В дверь тихонько постучали, зазвучал звонкий голосок Чибиусы. Альбом был возвращен на место, и Усаги, подавляя вздох, пошла в прихожую. Сейчас проснется младшая, Усаги покормит их, натянет на себя «кенгурушку» и пойдет гулять. Как долго и как быстро тянулся этот день… И все-таки здорово, что заходила Рей. Плохо, что не попрощалась. Усаги было стыдно, что она каждый раз берет у Рей деньги, но что поделать, если такая у нее жизнь? Может, если получится, то и на сладости хватит. И на сапоги, если купить не новые. И на погремушку для Чиби-Чиби. Спасибо за это Рей. Усаги ничего не могла с собой поделать — это все Рей, которой она была так благодарна за все и так за все завидовала…

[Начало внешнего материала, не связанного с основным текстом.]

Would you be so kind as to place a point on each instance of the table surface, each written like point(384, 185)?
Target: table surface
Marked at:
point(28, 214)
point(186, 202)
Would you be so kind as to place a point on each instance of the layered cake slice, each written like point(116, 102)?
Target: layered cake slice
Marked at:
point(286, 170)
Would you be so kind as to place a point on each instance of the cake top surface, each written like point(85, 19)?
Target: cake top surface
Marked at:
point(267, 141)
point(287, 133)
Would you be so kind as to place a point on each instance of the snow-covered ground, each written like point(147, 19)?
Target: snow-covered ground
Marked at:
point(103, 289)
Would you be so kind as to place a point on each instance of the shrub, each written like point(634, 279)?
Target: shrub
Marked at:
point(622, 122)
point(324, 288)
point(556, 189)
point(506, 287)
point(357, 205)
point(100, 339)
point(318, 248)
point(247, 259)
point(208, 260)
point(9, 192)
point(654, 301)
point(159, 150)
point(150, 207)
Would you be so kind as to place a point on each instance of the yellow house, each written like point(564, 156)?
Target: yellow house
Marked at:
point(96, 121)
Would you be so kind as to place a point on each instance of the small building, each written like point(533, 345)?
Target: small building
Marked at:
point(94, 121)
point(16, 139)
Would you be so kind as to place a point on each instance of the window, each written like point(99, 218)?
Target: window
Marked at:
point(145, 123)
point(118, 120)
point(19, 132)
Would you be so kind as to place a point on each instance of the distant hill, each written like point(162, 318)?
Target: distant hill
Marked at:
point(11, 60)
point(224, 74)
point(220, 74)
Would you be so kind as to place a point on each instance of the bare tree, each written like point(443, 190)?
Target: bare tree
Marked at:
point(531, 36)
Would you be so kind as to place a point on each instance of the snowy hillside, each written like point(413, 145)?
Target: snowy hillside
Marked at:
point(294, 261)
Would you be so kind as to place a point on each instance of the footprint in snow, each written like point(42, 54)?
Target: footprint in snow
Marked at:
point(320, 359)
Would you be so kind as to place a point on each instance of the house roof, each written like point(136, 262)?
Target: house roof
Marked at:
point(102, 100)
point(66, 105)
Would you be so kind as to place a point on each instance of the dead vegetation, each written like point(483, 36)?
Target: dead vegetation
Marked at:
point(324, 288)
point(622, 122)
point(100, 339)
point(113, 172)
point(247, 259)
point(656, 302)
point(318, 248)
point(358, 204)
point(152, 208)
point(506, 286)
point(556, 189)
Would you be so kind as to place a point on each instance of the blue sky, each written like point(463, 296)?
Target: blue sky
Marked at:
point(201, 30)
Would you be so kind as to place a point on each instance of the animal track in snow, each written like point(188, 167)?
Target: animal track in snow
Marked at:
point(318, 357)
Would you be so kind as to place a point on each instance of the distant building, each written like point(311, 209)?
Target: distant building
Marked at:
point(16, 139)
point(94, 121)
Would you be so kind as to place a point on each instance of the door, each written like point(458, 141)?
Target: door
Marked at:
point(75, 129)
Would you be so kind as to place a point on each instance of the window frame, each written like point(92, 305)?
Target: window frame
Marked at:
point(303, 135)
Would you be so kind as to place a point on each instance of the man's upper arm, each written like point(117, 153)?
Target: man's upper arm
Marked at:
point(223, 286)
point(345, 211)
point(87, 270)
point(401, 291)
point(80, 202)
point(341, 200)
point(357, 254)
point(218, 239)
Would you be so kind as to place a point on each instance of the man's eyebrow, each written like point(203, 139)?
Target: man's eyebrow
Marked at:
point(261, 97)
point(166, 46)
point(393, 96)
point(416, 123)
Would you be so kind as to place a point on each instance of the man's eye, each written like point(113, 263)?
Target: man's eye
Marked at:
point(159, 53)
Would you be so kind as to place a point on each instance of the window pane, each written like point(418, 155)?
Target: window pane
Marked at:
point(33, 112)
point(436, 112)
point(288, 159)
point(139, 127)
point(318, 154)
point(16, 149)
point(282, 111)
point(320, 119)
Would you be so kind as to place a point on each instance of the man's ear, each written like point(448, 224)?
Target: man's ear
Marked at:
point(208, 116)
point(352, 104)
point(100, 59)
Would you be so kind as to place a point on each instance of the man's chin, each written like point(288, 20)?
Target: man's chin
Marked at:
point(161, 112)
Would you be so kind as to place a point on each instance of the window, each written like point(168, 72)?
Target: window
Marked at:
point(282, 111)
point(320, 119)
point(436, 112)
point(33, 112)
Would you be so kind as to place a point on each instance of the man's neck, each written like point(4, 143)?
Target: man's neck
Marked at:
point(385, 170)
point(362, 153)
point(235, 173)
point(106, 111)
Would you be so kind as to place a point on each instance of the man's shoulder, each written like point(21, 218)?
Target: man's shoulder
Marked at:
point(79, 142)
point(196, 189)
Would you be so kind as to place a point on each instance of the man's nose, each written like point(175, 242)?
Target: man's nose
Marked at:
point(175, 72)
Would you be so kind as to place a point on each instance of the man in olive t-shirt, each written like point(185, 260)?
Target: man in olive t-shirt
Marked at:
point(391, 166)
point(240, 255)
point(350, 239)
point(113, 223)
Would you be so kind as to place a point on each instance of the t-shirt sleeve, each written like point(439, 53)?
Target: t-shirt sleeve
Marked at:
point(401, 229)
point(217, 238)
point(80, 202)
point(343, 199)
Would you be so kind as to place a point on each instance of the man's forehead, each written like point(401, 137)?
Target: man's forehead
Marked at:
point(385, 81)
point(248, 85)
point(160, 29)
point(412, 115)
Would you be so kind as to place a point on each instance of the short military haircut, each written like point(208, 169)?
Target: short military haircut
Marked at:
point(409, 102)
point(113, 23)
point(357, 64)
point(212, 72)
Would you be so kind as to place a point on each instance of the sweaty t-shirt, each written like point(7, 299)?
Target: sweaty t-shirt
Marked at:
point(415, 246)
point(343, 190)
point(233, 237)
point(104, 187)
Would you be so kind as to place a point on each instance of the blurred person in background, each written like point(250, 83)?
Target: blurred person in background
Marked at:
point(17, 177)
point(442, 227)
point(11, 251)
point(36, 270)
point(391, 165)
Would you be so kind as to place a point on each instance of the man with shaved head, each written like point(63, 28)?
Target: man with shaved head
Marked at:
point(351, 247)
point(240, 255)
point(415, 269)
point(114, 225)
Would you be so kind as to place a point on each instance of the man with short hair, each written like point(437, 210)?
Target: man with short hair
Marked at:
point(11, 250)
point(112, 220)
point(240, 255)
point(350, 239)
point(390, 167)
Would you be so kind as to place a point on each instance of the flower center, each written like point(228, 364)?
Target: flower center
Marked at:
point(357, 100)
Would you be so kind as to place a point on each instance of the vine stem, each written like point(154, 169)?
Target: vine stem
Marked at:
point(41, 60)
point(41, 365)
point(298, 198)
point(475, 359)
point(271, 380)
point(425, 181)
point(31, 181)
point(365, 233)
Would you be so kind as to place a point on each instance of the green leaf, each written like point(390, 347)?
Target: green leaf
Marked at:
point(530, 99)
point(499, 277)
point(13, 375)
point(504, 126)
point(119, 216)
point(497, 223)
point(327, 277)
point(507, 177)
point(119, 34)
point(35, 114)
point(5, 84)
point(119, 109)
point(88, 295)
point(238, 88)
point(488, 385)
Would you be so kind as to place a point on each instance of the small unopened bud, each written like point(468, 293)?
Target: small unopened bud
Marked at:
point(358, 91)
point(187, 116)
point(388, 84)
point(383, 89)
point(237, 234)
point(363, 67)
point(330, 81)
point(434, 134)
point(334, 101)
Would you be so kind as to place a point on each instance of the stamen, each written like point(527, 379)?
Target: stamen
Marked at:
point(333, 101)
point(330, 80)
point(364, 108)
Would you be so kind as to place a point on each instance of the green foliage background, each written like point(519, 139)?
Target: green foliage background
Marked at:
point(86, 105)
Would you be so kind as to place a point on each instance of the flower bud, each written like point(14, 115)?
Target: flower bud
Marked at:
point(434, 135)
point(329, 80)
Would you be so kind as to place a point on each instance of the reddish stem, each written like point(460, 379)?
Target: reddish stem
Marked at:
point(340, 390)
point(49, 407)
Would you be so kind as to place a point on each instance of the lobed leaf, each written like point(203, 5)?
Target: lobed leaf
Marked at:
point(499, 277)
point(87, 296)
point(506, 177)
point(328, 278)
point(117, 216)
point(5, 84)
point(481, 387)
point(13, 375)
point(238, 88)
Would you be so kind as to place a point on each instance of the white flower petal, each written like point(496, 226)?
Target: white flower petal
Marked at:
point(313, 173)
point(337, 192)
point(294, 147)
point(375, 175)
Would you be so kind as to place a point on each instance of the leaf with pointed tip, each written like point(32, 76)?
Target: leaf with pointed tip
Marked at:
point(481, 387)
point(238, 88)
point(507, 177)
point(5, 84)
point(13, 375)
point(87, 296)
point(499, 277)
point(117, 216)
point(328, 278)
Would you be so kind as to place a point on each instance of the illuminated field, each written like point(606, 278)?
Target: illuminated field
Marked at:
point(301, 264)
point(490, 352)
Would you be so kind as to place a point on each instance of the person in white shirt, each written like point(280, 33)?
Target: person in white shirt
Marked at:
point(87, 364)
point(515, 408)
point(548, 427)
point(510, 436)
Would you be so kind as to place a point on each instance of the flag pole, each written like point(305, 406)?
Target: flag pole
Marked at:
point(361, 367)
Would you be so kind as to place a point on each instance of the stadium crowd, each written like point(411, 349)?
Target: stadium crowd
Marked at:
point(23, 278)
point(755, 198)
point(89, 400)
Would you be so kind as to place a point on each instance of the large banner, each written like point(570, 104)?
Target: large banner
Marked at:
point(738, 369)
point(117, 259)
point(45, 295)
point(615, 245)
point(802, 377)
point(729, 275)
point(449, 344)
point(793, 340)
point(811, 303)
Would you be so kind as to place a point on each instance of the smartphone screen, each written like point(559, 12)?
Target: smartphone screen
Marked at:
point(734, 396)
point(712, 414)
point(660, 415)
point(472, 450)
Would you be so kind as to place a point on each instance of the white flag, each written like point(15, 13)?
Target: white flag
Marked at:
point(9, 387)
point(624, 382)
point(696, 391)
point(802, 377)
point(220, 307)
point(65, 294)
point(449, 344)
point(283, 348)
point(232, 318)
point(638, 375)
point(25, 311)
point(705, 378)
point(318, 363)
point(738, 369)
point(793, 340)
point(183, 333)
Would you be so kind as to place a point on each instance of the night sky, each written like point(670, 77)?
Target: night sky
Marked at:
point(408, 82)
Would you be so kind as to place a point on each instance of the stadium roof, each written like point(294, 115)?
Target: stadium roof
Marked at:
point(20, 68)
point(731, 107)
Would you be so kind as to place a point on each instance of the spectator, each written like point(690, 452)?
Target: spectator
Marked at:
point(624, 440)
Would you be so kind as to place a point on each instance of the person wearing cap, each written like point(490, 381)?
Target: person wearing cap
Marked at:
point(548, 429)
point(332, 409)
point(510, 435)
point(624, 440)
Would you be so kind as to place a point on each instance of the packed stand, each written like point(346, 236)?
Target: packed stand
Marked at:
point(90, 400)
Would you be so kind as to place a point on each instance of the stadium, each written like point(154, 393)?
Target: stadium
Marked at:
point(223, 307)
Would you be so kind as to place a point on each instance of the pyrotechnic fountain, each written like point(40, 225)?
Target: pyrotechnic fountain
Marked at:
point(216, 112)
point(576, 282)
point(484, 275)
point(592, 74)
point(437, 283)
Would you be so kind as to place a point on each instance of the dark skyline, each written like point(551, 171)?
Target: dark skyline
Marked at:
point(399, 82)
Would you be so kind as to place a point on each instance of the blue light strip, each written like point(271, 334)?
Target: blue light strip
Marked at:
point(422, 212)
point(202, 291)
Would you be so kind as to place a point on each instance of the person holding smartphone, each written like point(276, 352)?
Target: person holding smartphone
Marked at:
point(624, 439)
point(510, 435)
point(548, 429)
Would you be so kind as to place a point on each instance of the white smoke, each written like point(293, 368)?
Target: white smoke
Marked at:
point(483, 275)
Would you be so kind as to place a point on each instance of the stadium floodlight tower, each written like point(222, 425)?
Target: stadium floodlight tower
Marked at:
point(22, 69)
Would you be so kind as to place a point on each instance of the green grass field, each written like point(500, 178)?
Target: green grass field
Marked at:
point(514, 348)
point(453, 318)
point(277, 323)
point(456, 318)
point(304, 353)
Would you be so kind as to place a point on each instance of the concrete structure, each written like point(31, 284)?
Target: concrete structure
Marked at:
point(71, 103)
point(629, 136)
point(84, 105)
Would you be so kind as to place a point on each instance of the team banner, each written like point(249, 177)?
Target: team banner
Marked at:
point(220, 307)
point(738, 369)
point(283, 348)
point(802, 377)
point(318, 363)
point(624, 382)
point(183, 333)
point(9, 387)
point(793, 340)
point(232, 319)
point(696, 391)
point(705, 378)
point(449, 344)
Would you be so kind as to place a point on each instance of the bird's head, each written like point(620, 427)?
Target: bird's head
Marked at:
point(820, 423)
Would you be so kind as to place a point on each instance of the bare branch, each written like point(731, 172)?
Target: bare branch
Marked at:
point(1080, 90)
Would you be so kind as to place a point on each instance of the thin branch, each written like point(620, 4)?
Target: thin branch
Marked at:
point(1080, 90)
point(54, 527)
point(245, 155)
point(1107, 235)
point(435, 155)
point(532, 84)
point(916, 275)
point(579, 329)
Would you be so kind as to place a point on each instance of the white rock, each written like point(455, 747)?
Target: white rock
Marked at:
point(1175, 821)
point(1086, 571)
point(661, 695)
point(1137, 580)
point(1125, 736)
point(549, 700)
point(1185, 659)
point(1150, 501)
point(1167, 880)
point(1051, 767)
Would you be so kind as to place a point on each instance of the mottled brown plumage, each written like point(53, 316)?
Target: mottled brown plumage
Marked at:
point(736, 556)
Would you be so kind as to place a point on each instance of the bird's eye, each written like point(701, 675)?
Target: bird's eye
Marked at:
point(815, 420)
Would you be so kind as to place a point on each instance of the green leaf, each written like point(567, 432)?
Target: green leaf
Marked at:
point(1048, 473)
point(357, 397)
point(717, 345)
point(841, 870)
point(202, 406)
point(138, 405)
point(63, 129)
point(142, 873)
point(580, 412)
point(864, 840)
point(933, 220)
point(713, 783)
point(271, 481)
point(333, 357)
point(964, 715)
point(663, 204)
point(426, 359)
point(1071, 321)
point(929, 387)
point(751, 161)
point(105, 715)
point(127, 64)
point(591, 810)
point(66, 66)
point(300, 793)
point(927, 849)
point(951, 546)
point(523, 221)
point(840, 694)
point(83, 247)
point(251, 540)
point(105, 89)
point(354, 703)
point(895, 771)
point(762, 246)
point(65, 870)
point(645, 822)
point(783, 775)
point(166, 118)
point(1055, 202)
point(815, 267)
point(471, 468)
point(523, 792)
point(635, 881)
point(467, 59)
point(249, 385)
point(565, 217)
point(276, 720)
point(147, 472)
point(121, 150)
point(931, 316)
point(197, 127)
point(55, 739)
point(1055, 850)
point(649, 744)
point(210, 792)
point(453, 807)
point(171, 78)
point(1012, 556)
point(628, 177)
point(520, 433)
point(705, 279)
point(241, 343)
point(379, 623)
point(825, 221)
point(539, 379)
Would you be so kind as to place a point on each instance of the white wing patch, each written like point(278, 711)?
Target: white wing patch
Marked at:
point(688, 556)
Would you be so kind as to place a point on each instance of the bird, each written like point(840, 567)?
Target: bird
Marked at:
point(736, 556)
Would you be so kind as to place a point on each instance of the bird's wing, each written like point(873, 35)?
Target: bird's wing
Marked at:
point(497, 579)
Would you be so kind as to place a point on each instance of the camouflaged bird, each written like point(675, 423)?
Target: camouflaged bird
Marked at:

Рей бежала по ступеням вниз так быстро, как будто действительно кто-то гнался за ней. Непонятное бормотание голосов, пьяная ругань, пугающие ее шорохи, доносившиеся из-за хлипких фанерных дверей, неприятные запахи кошачьих экскрементов, дешевой сигаретной вони и протухшей еды, выставленной на площадки в мусорных ведрах — ей казалось, что все это преследует ее и после того, как она выскочила из этого грязного отвратительного подъезда на свежий воздух и принялась жадно дышать им. Опустилась на краешек деревянной скамьи, из которой была выдрана доска. Шофер тут же выскочил из машины, распахнул было перед ней дверцу, но Рей только покачала головой — ей хотелось еще хотя бы пару минут побыть одной, подышать полной грудью, просто подумать…
Дом был старым, обшарпанным, требующим даже не ремонта, а умоляющим о сносе. Во дворе сорняки и остов сгоревшей машины. Ржавая детская горка, качели без сиденья, несколько чахлых деревьев, пробивших себе жизнь сквозь раскрошившийся асфальт. Впрочем, дома, что виднелись неподалеку, выглядели ничуть не лучше. Зачем она раз в месяц приезжает сюда? Она, жена олигарха, известного нефтяного магната, который по щелчку скучающих пальцев может за пять минут снести этот Гарлем с лица земли и превратить его в новый элитный микрорайон? Сама она, правда, ничего этого не может, но это к делу не относится. Это все фантики.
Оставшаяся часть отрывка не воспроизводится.